Fellow Travelers first premiered just five years ago. This weekend’s showing at the Seagle Festival is only about the 20th production of the piece.
Woods has always loved performing and premiering new works like this – from his early career as a performer at the Santa Fe Opera to directing the Fort Worth Opera.
“The young composers have started calling me the grandfather of the American opera scene because I really started back in Fort Worth. It’s just been a passion of mine.”
Now, as the artistic director at one of the country’s premier opera training programs in the Southern Adirondacks, he’s gotten to be a part of the Seagle’s efforts to produce new works. The try to perform a new American work every year. Last year, they performed an opera commissioned from the Adirondacks’ Pulitzer Prize winning author, Russell Banks.
The best part, for Woods, is finding new voices of librettists composers he thinks are important and need to be heard.
Woods has followed Fellow Travelers since it’s very earliest conception.
“I know Greg Spears, the composer, and Greg Pierce, the librettist, and I remember seeing this when it was just an idea and not a note had been written. They were at an OPERA America Conference and they were talking about it and I was like, ‘that sounds interesting’.
“Then I saw the first workshops and a few scenes. And I feel like, although I wasn’t really a part of it, that I’ve been sort of an observer since it went from nothing, to this beautiful piece of music.”

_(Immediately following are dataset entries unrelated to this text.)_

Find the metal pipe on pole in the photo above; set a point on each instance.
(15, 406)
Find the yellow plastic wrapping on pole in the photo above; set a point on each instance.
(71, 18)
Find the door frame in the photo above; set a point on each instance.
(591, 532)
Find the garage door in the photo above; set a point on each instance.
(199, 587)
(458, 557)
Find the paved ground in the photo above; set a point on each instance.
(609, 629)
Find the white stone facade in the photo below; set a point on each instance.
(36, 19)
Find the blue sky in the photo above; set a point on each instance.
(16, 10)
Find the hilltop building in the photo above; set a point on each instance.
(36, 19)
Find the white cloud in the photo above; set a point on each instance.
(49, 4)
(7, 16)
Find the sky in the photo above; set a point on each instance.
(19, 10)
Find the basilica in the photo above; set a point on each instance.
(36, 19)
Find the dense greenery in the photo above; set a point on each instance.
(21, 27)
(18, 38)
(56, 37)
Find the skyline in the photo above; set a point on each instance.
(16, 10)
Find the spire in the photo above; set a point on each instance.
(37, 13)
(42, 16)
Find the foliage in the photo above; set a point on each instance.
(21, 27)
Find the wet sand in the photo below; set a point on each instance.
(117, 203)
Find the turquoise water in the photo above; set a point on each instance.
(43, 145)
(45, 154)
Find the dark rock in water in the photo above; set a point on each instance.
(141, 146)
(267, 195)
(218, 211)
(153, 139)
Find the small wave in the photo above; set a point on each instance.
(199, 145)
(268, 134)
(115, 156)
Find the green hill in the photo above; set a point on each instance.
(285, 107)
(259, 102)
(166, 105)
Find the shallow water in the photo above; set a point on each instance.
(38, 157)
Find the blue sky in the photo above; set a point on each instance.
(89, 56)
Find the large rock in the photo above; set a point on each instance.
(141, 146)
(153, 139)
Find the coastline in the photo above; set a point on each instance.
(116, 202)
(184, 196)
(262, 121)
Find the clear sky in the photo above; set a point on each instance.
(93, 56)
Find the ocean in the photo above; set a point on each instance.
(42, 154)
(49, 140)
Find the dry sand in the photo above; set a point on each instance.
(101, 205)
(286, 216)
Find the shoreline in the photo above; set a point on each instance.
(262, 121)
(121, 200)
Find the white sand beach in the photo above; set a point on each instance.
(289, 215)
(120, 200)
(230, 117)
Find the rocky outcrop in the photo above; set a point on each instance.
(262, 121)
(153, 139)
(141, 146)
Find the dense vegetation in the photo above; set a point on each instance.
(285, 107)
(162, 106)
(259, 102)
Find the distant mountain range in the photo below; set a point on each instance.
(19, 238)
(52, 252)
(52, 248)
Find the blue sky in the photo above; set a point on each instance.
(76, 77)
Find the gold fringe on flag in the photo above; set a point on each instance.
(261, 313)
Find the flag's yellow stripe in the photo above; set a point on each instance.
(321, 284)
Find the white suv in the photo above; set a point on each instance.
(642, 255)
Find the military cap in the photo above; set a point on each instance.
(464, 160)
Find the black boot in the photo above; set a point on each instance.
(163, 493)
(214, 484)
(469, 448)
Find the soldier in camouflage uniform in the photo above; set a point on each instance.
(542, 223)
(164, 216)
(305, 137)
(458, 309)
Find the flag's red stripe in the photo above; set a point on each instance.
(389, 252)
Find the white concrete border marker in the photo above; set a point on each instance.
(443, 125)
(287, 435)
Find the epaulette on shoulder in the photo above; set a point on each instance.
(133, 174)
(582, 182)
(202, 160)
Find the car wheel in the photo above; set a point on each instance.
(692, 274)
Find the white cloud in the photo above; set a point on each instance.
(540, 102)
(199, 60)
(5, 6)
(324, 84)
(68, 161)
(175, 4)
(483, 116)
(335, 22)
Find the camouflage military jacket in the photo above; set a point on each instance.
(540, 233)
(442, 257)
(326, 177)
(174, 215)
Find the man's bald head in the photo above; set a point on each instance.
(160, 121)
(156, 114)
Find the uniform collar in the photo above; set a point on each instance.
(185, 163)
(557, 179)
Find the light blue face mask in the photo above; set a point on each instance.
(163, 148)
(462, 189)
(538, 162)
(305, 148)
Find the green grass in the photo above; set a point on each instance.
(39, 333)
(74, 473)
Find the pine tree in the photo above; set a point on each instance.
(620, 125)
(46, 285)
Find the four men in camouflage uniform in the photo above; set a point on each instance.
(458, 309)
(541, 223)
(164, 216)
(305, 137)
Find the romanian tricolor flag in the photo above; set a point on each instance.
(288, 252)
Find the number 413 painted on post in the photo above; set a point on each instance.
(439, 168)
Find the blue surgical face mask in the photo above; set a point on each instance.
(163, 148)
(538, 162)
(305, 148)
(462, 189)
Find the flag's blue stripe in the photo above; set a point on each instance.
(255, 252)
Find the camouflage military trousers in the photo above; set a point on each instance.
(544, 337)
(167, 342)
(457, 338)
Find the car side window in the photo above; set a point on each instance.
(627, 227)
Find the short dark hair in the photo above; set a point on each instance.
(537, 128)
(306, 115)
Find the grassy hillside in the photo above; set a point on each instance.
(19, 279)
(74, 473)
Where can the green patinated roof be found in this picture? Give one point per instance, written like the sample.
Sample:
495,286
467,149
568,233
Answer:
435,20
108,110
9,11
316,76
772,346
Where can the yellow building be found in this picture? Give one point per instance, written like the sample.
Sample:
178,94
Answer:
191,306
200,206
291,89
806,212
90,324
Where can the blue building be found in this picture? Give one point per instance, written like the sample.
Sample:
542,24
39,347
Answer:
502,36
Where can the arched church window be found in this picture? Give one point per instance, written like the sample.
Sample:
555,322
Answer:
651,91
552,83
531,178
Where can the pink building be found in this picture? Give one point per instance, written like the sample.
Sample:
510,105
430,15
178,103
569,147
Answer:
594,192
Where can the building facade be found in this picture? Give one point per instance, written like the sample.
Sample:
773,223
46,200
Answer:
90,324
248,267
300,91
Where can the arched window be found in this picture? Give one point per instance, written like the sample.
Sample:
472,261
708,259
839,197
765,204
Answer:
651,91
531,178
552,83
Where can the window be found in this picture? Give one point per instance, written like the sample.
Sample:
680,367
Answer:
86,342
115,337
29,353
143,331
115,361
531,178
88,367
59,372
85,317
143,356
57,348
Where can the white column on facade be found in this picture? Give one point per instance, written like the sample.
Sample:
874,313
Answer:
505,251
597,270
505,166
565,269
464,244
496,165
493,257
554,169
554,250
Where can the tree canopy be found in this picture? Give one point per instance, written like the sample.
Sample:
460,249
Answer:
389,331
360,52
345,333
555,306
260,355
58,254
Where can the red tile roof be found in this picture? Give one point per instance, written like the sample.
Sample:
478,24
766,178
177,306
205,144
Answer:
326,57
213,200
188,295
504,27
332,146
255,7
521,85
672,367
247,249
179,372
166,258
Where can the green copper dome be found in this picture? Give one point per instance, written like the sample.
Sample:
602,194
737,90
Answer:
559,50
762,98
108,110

“When I first saw this performed four years ago, I was like, ‘I want to do it’ and I was sitting next to my director Richard Kagey who’s directing it was show and he said, ‘I have to direct this show. I have to direct this show.'”
It moved them. Woods wanted his performers to have the chance to talk with this living composer and librettist to understand how they envisioned the story performed.
To Woods, “Fellow Travelers” is an incredibly important piece.
“This one just spoke to me so much. And again, as things are happening politically, I… it’s not a piece of the 1950s. It’s very much a piece of the 21st century.”